Trump quer petrolíferas a investirem 100 mil milhões de dólares na Venezuela
O Presidente dos EUA procurou convencer cerca de duas dezenas de executivos do setor a voltarem a apostar na indústria petrolífera venezuelana, oferecendo garantias de segurança. Maioria dos CEO não ficou convencida.
- 1
- ...
O Presidente dos EUA, Donald Trump, reuniu-se com cerca de 20 executivos da indústria petrolífera para discutir futuros investimentos na Venezuela, procurando que apliquem 100 mil milhões de dólares para recuperar a capacidade de produção do país sul-americano, dando em troca garantias de segurança para que as empresas possam operar.
Trump disse mesmo que um acordo com as petrolíferas poderia ser alcançado “hoje ou muito em breve” para relançar as operações na Venezuela, selecionando as empresas que teriam licença para explorar as reservas de crude, perante os responsáveis do setor na Casa Branca. Caso contrário, ameaçou Trump, “se não quiserem ir, avisem-me, porque tenho 25 pessoas que não estão aqui hoje que estão dispostas a tomar o vosso lugar”.
Contudo, os executivos não pareceram muito convencidos pela proposta apresentada por Trump, salientando que, embora a intervenção militar da semana passada - que resultou na deposição do presidente Nicolás Maduro - possa representar uma oportunidade investimento, terá de ser feito muito trabalho preparatório antes de poderem avançar no terreno.
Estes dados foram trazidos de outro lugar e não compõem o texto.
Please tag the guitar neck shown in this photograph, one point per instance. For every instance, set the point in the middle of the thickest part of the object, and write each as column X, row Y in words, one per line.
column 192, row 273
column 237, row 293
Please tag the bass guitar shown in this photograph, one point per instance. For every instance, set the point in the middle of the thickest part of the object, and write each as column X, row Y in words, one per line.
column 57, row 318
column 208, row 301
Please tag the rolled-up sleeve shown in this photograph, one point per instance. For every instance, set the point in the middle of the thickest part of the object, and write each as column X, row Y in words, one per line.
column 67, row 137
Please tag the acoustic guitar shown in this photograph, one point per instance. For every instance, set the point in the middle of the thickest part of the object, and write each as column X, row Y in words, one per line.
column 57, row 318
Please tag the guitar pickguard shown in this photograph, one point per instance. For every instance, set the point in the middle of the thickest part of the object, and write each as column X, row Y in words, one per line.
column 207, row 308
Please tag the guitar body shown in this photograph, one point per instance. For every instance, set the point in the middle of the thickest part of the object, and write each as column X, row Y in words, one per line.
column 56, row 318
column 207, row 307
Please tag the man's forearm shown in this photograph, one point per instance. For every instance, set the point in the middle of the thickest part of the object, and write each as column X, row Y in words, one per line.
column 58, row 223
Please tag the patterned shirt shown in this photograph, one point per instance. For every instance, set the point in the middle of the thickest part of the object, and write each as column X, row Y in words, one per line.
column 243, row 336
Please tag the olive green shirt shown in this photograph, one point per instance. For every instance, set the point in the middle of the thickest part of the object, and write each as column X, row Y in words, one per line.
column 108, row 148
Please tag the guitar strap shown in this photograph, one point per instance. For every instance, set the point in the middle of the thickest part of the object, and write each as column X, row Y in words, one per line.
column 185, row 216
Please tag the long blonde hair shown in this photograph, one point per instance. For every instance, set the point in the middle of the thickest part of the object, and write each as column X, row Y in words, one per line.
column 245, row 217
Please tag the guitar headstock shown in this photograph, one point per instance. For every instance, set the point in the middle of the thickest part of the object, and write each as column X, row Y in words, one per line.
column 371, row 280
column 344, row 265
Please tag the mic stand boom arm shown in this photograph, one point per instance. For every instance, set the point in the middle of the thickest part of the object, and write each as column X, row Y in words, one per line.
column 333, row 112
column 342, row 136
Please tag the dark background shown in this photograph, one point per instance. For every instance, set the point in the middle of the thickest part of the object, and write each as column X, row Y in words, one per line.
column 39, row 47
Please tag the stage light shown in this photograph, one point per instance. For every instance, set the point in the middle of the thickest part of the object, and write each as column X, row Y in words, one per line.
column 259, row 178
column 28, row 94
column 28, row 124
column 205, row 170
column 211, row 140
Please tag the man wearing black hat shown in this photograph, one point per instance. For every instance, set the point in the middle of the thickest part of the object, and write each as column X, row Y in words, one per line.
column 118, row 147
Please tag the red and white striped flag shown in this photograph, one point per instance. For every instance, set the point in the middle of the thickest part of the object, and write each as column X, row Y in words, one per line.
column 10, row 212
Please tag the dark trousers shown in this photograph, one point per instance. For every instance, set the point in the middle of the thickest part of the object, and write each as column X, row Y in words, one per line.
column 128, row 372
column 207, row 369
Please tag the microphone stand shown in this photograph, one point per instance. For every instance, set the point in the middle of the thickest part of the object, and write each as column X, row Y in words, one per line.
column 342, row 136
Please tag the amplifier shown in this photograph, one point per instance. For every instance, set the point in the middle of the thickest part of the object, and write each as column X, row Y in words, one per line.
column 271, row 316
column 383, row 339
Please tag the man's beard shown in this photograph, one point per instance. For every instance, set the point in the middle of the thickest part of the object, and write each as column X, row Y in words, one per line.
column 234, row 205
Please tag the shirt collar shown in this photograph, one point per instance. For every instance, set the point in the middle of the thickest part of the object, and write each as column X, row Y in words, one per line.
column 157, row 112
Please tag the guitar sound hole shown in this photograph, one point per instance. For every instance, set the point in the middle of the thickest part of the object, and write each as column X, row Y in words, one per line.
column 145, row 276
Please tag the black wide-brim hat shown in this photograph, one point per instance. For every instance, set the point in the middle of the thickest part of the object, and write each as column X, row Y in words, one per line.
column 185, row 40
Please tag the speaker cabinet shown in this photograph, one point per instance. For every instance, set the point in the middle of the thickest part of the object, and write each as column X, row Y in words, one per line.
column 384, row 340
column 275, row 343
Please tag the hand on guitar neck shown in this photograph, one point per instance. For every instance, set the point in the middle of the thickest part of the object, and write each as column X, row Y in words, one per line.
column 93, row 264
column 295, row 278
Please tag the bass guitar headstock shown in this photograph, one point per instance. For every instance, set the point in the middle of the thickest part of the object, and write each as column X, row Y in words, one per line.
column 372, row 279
Um dos executivos presentes, Darren Woods, o CEO da Exxon Mobil, chegou mesmo a dizer que neste momento não é possível investir na Venezuela. “Há uma série de quadros legais e comerciais que terão de ser estabelecidos para percebermos que tipo de retornos vamos ter nos investimentos”, referiu, citado pela Bloomberg, salientando que a empresa já foi expropriada dos seus bens por duas vezes na Venezuela.
Também Harold Hamm, da Continental Resources, um antigo aliado de Trump, manifestou ceticismo. “Há um investimento enorme que tem de ser feito – todos concordamos com isso e certamente precisamos de tempo para o analisar”, disse, embora tenha confessado o entusiasmo com a perspetiva “exploratória” do projeto.
Outras empresas mostraram mais abertura, como a Repsol, que através do seu CEO, Josu Jon Imaz San Miguel, afirmou que está “preparada para investir mais na Venezuela hoje”, desde que "haja um quadro legal e comercial que o permita".
Trump insistiu nas garantias de segurança, mas sem adiantar como as vai providenciar, prevendo também que as empresas vão ter um retorno rápido do investimento em novo equipamento. “Estamos a lidar com o país, por isso temos o poder para fazer o acordo. E têm segurança total”, garantiu. “Estão a lidar connosco diretamente, não estão a lidar com a Venezuela e não queremos que lidem com a Venezuela.
O Presidente norte-americano garantiu também que os EUA e a Venezuela “estão a trabalhar proximamente” para reconstruir a infraestrutura de petróleo e gás do país, depois de ter afirmado que irá receber até 50 milhões de barris de petróleo venezuelano através de um acordo. A PDVSA, a petrolífera estatal venezuelana, já confirmou que decorrem negociações nesse sentido.
Segundo a Casa Branca, as empresas representadas foram a Chevron, ExxonMobil, ConocoPhillips, Continental Halliburton, HKN, Valero, Marathon, Shell, Trafigura, Vitol Americas, Repsol, Eni, Aspect Holdings, Tallgrass, Raisa Energy e Hilcorp.